Earnings per share (EPS) from continuing operations on an adjusted basis jumped 32.1 percent to $1.07 from $0.81. Reported EPS were $1.03 versus $0.25 in the year-ago period, which included 53 cents of impairment costs related to the sale of Hussmann refrigeration business.
Revenue declined 8 percent to $3.593 billion. Total revenues, excluding the results of Hussmann, were down 1 percent (up 1 percent excluding currency).
Analysts, on average, polled by Thomson Reuters had expected earnings of $0.98 per share on revenue of $3.65 billion for the third quarter.

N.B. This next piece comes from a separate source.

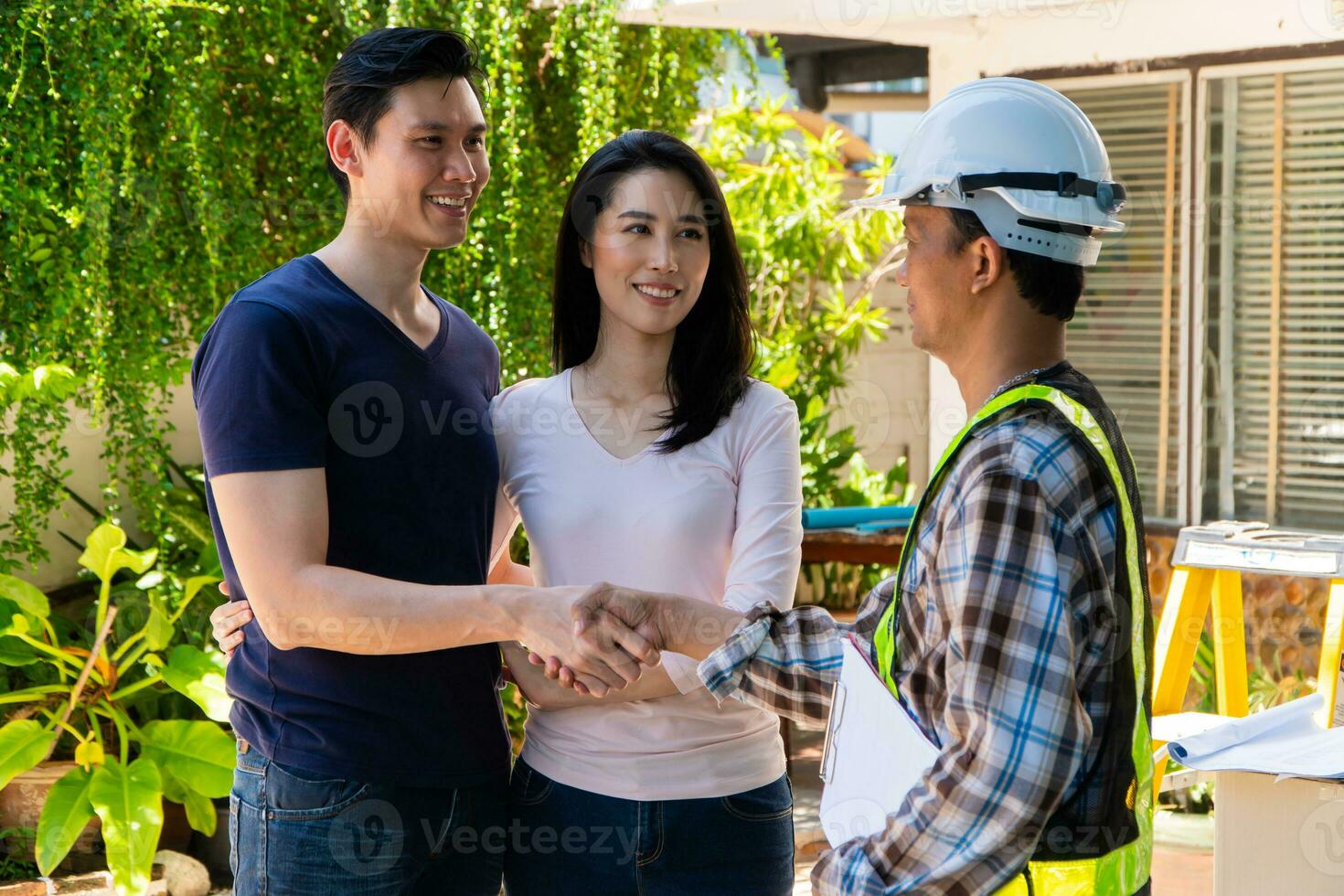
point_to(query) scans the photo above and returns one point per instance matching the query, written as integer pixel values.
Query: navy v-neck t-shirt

Operating margin improved to 12.5 percent from 4.6 percent (11.4 percent excluding Hussmann's results and impairment costs) in the year-ago quarter, on higher prices and productivity partially offset by inflation, unfavorable product mix, currency translation and increased investments.
Ingersoll Rand's major end markets showed an uneven and choppy demand pattern in the third quarter of 2012 with moderate organic growth rates in the United States and Latin America, and declining activity in Western Europe and in Asia. Based on current order rates, the company expects fourth quarter revenues to be flat compared with last year.

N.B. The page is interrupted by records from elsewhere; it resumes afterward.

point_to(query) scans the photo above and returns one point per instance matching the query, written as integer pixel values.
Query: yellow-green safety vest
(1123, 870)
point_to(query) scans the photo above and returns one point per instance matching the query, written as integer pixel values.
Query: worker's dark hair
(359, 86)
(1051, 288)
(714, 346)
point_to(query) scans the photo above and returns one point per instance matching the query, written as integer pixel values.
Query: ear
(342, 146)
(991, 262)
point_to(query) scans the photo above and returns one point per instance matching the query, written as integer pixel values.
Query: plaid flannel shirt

For the fourth quarter, IR forecasts EPS from continuing operations in the range of $0.64 to $0.70 and revenue of $3.4 billion to $3.5 billion. Analysts expect EPS of $0.79 on revenue of $3.51 billion.

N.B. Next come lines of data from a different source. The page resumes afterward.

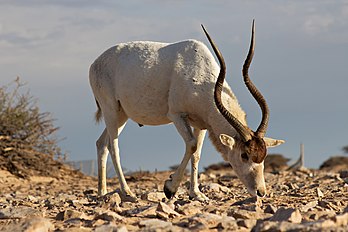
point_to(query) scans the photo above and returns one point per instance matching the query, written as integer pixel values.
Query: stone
(214, 187)
(247, 223)
(30, 225)
(270, 209)
(154, 224)
(19, 212)
(153, 196)
(189, 209)
(228, 224)
(111, 227)
(109, 216)
(243, 214)
(320, 194)
(278, 226)
(69, 214)
(309, 206)
(209, 220)
(163, 210)
(287, 214)
(341, 220)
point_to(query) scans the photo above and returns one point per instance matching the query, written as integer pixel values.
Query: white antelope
(159, 83)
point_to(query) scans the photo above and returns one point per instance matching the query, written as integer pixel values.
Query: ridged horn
(243, 131)
(261, 130)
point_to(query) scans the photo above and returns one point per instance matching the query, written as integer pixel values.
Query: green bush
(26, 134)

For the full year, the company narrowed its EPS from continuing operations guidance to range of $3.17 to $3.23 from previous forecast of $3.15 to $3.25. The company widened its revenue outlook to range of $13.95 billion to $14.05 billion from prior expectations of $14.0 billion to $14.2 billion. Analysts expect EPS of $3.23 on revenue of $14.12 billion.
"I believe the combination of our strategy and a sound use of capital will drive strong earnings growth in the coming years, even if economies do not improve. We will remain focused on organic revenue growth, expansion of operating margins and a balanced, disciplined capital allocation strategy in the face of expected economic headwinds," said Michael Lamach, chairman and chief executive officer of Ingersoll-Rand.
IR shares, which have been trading in the 52-week range between $26.62 and $47.71, ended Thursday's regular trading at $45.66.